AuthonAuthon Blog
debugging7 min read

How to Build a Lightweight Rule Engine for Automated Compliance Checks

Build a lightweight rule engine for automated compliance checks using simple Python patterns — no heavy frameworks needed.

AW
Alan West
Authon Team
How to Build a Lightweight Rule Engine for Automated Compliance Checks

California just announced it'll start ticketing driverless cars that break traffic laws. That got me thinking — not about self-driving cars specifically, but about a problem I've hit on three different projects: how do you make an automated system respect a set of rules that change over time?

Whether you're building a CI/CD pipeline that enforces deployment policies, an API gateway with rate-limiting rules, or a workflow engine that needs to comply with business regulations, you eventually need a rule engine.
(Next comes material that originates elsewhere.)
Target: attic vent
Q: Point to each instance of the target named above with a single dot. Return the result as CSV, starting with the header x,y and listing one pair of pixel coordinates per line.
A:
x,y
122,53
And if you reach for a massive enterprise framework on day one, you'll regret it.

Here's how I build lightweight rule engines that actually hold up in production.

The Problem: Hardcoded Rules Rot Fast

Every project starts the same way. Someone says "just add an if-statement." So you do.

python
# This is fine... for now
def check_deployment(deploy_request):
    if deploy_request.target == "production" and not deploy_request.has_approval:
        return Denied("Production deploys require approval")
    if deploy_request.time.hour < 9 or deploy_request.time.hour > 17:
        return Denied("No deploys outside business hours")
    return Approved()

Then the rules multiply. Then someone wants to change them without a code deploy. Then different environments need different rules. Then someone asks for an audit log of which rules fired and why.

Now your neat little function is 200 lines of nested conditionals, and every change is a production risk.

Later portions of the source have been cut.